0
$\begingroup$

I have 50 or so training examples involving a set of 200 or so real numbers (x1,x2,...,x200) (normalized to a 0 mean and std dev 1), and a single output real (y) in the range 0.0..1.0. I want to fit a linear model as follows:

y = w0 + w1 * x1 + w2 * x2 + ... + w200 * x200 

So I need to calculate (w0,w1,w2,...,w200) based on the training examples. By what formula or algorithm should I calculate these weights?

  • 0
    @Tpofofn the post is tagged `(machine-learning)` and `(regression)` in such setting it is *always* the case that the number of training samples < the number of variables (aka features).
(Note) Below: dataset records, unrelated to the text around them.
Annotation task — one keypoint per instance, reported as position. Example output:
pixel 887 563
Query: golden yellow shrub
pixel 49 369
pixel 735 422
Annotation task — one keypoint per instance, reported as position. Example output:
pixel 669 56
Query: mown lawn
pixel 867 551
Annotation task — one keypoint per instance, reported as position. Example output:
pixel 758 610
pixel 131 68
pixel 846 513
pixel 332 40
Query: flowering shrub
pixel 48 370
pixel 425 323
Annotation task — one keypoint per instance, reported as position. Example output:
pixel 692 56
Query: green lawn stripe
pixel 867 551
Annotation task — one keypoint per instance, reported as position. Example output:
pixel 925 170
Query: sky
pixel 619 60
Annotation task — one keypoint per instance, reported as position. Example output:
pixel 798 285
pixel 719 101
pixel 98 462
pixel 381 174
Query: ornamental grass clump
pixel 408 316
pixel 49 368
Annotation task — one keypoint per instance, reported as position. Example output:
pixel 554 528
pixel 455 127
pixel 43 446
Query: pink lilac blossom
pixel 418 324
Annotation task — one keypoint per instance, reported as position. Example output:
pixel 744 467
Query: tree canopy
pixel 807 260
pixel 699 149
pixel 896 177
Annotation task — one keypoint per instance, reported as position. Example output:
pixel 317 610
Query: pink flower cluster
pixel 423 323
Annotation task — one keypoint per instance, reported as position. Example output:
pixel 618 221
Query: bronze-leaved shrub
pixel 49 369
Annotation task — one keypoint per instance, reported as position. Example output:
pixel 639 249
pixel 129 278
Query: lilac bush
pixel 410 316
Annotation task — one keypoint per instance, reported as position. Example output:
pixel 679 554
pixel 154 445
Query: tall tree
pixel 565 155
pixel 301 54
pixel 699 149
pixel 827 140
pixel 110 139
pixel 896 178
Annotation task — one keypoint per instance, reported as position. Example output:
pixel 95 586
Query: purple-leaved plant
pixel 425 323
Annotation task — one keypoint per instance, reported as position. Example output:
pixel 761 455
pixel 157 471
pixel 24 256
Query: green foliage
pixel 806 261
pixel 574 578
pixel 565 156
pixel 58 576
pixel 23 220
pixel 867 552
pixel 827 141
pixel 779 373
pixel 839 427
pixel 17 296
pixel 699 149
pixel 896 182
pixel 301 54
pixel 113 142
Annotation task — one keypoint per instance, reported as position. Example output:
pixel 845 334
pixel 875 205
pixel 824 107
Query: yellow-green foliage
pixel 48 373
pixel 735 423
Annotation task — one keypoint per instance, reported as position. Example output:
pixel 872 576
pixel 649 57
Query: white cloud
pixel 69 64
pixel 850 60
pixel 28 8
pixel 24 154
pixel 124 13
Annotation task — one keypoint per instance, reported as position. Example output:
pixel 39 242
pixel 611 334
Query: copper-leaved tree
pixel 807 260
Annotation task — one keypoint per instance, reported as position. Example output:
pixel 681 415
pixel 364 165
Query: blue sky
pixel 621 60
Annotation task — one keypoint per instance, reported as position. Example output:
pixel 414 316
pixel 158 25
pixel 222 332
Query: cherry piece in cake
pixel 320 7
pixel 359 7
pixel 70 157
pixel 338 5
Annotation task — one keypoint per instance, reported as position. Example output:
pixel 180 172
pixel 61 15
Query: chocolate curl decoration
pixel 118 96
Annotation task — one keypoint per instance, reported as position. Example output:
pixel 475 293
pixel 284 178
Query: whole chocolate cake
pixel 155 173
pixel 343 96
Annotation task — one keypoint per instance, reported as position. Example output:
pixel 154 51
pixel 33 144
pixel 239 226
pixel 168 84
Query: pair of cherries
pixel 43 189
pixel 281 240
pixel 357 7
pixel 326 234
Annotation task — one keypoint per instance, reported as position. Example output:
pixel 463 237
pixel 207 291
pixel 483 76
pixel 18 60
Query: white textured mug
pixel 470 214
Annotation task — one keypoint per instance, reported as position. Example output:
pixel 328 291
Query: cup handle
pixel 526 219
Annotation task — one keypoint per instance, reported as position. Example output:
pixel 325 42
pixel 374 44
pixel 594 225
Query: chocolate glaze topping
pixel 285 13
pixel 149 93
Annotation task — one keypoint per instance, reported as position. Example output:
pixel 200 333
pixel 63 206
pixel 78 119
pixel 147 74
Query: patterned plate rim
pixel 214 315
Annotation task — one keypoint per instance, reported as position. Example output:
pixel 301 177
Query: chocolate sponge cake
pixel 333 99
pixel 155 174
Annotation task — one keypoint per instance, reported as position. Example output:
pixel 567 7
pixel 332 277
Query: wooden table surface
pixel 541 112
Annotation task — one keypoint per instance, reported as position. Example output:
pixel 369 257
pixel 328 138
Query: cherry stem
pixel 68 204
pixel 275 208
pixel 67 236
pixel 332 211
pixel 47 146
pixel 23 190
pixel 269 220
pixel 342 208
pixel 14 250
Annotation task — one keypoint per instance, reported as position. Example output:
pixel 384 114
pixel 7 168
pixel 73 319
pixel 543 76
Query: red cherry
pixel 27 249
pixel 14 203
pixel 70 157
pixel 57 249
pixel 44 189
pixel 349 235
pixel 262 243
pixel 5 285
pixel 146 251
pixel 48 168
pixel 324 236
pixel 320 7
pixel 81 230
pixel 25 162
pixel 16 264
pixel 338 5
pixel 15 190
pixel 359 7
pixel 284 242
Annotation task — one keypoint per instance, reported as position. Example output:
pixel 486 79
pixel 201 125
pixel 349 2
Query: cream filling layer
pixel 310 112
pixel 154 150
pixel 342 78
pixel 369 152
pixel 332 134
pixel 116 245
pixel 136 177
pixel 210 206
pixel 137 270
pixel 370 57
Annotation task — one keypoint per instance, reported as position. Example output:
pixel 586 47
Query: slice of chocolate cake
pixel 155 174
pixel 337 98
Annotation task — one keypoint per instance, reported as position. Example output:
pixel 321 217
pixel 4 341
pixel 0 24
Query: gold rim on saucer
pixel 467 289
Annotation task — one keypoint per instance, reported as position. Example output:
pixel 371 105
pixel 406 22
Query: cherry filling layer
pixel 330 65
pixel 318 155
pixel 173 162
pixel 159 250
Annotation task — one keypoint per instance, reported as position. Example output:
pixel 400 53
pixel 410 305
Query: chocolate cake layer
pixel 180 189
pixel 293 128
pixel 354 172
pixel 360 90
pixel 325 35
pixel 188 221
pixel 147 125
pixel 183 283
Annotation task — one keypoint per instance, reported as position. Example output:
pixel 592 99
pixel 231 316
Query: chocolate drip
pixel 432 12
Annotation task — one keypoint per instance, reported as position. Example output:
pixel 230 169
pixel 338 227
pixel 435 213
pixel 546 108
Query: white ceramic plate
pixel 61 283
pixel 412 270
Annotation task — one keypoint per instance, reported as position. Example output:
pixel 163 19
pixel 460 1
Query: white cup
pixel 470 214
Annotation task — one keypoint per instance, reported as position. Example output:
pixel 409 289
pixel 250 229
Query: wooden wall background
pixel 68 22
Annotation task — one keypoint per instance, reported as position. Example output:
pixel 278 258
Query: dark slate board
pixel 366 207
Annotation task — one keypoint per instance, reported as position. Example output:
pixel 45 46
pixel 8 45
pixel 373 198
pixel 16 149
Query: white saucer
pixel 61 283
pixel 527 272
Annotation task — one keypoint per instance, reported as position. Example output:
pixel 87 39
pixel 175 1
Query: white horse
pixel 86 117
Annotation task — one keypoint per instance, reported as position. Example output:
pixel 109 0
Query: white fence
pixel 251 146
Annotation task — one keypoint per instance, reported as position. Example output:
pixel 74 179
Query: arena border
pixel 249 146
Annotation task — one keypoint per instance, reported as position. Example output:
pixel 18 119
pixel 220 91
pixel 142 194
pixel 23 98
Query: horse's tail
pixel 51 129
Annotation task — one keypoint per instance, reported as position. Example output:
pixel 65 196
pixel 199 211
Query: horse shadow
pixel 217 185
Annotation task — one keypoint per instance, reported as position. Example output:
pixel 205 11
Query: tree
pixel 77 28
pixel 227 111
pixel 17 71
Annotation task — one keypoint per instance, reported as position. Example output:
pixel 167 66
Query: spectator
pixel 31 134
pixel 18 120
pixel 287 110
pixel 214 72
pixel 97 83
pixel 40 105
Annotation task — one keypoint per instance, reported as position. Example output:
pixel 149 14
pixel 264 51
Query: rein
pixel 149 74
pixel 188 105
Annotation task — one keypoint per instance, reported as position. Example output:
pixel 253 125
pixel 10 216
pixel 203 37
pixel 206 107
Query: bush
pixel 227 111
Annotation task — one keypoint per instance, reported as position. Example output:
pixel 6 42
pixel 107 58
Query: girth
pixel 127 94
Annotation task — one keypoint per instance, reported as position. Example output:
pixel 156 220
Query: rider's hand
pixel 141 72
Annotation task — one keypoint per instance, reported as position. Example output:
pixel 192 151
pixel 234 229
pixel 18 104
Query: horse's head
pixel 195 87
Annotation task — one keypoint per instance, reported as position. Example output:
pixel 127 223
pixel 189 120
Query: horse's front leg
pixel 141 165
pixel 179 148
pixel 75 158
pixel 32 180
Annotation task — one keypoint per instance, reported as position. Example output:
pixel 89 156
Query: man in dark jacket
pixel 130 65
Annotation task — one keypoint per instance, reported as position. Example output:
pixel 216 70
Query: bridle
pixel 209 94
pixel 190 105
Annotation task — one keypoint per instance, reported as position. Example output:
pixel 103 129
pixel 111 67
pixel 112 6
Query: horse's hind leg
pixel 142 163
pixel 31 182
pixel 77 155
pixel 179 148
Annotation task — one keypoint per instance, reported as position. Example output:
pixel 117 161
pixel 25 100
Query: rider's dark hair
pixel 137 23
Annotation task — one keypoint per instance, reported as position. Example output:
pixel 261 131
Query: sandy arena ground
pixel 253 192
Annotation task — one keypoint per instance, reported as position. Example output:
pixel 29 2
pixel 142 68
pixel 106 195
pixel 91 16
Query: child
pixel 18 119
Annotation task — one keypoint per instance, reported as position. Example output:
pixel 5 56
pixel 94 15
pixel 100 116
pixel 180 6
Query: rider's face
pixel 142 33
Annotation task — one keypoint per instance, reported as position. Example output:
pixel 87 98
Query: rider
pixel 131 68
Methods such as least squares can find *a* solution which minimizes, say, sum of squared error.2012-03-15

1 Answers 1

0

There is a whole area of machine learning studying all different aglorithms to do that. You probably can't visualize your data because it lives in $\mathbb{R}^{200}.$

I guess you should try least squares. Let $X : \mathbb{R}^{50\times 201}$ be your feature matrix augmented with column of $1$'s (to account for $w_0$). $X$ has $50$ rows; one for each training example. Each row looks like: $(1, x_1, x_2, \ldots, x_{200}).$ Let $y : \mathbb{R}^{50\times 1}$ be your output vector.

The linear least squares will solve for $w$ in $Xw = y,$ where $w : \mathbb{R}^{201\times 1}$ are the weights you're looking for.

The naive solution is solving the following linear system for $w$: $ X^{T}Xw = X^{T}y, $ but better numerical methods exist.